Yann Martel’s 2002 Booker Prize-winning Life of Pi is his third novel. It is narrated by Pi (Piscine) Molitor, who grows up as the son of a zoo manager in India. As a boy, Pi practices not only Hinduism but also the teachings of Christianity and Islam – in his eyes, all different yet equal ways of knowing God. In 1976, when The Emergency is announced, the Molitors’ zoo animals are sold, and Pi and his family embark on a Japanese freight ship to North America. It sinks a few days into its passage. Pi is left alone on a lifeboat with a hyena, a zebra, an orangutan, and a tiger named Richard Parker. He is rescued after 227 days afloat, barring one excursion to a surreally depicted carnivorous island.
About the AuthorYann Martel is best known for his 2002 Booker Prize-winning novel Life of Pi, which was adapted for cinema by Ang Lee and won four Oscars and adapted for the stage by Lolita Chakrabarti and won 5 Olivier Awards.
Life of Pi’s win came in the first year the prize was sponsored by the Man Group, taking on its new name of the Man Booker Prize.
Despite the extraordinary premise and literary playfulness, one reads Life of Pi not so much as an allegory or magical-realist fable, but as an edge-of-seat adventure
The film starred Irrfan Khan as the adult Pi, Rafe Spall as The Writer, Tabu as Pi’s mother Gita Patel, and Adul Hussain as Pi’s father Santosh Patel.

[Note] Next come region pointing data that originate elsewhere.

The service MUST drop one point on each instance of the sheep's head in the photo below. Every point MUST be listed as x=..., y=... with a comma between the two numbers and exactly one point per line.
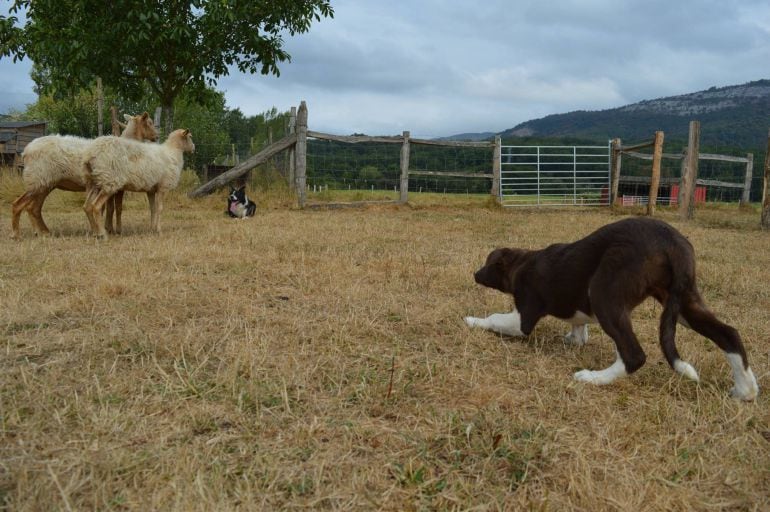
x=140, y=127
x=181, y=139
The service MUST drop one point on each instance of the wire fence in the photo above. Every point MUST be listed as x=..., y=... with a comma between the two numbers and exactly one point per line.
x=375, y=166
x=724, y=180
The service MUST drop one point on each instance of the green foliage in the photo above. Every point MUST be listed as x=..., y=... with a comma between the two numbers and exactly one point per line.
x=166, y=45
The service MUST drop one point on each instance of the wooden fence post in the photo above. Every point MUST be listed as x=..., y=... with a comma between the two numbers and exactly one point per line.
x=301, y=156
x=689, y=173
x=292, y=152
x=99, y=107
x=765, y=221
x=156, y=122
x=496, y=167
x=114, y=121
x=404, y=187
x=657, y=153
x=615, y=171
x=746, y=198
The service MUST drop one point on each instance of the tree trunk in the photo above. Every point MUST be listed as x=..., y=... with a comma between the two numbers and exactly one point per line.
x=168, y=117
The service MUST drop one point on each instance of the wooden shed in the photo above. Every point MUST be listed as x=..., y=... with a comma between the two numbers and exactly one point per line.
x=14, y=137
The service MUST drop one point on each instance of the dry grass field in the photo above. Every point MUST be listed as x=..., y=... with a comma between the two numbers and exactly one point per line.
x=318, y=360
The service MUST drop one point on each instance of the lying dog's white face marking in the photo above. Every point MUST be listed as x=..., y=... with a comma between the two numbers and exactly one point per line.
x=746, y=387
x=606, y=376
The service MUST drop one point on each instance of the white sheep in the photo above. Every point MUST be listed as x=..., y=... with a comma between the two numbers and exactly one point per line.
x=114, y=164
x=56, y=162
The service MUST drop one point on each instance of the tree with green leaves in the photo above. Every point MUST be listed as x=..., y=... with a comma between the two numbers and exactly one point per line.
x=166, y=45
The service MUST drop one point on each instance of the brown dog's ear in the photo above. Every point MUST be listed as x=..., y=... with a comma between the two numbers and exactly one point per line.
x=500, y=269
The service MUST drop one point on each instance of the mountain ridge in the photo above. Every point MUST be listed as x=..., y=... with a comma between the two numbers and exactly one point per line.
x=733, y=117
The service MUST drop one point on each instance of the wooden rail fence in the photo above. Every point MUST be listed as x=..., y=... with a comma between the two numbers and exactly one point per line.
x=296, y=144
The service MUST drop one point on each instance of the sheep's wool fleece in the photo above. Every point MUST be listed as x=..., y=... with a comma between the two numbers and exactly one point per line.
x=53, y=159
x=117, y=163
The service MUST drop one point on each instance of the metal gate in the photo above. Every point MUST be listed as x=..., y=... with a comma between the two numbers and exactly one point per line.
x=554, y=175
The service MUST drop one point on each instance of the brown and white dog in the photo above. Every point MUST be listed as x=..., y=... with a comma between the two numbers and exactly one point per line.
x=602, y=278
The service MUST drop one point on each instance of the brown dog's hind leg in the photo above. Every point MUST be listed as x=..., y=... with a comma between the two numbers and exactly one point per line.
x=703, y=321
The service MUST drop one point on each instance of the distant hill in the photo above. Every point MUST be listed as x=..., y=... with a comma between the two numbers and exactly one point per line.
x=733, y=117
x=472, y=137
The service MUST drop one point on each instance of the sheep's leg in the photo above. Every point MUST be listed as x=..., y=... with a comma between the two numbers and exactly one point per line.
x=35, y=211
x=118, y=202
x=151, y=198
x=91, y=193
x=19, y=205
x=155, y=222
x=96, y=208
x=93, y=207
x=108, y=214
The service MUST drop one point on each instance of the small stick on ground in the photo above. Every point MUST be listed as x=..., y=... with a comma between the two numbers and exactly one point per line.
x=392, y=371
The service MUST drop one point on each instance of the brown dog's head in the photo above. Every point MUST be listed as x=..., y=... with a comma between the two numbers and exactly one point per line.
x=500, y=269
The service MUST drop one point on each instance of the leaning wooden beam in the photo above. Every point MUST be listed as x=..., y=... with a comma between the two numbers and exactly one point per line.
x=675, y=181
x=655, y=180
x=689, y=173
x=648, y=156
x=353, y=139
x=725, y=158
x=245, y=166
x=764, y=220
x=452, y=174
x=453, y=143
x=643, y=145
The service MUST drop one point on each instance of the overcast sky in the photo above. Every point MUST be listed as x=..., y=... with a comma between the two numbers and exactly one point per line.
x=442, y=67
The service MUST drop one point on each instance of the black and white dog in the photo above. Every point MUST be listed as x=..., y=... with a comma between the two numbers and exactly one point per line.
x=602, y=278
x=238, y=205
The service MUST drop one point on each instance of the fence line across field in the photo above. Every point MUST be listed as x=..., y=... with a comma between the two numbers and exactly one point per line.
x=555, y=175
x=594, y=181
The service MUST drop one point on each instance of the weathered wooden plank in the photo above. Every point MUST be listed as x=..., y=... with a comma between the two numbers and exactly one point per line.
x=453, y=143
x=452, y=174
x=747, y=180
x=244, y=167
x=300, y=157
x=689, y=173
x=765, y=218
x=615, y=155
x=404, y=183
x=354, y=139
x=648, y=156
x=675, y=181
x=724, y=158
x=496, y=167
x=626, y=149
x=655, y=180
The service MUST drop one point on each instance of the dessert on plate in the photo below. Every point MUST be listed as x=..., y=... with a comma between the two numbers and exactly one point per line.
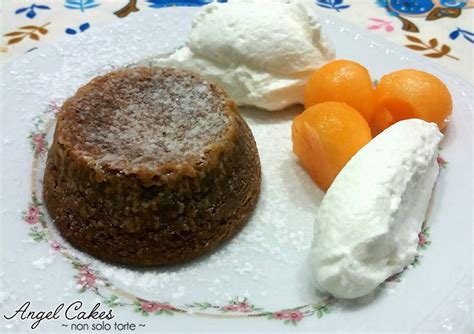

It was nominated for three Golden Globe Awards, including Best Picture - Drama and Best Director, and won the Golden Globe Award for Best Original Score. It was nominated for 11 awards at the Oscars in 2013, and won four, including Best Director for Lee.
The West End production won five categories at the Olivier Awards in 2022, including best new play, best actor for Hiran Abeysekera and best supporting actor for the seven performers portraying the show’s puppet tiger.
The creator of the stage adaptation, Lolita Chakrabarti, has said its success was a testament to the ‘absolute modern classic’ created by Martel.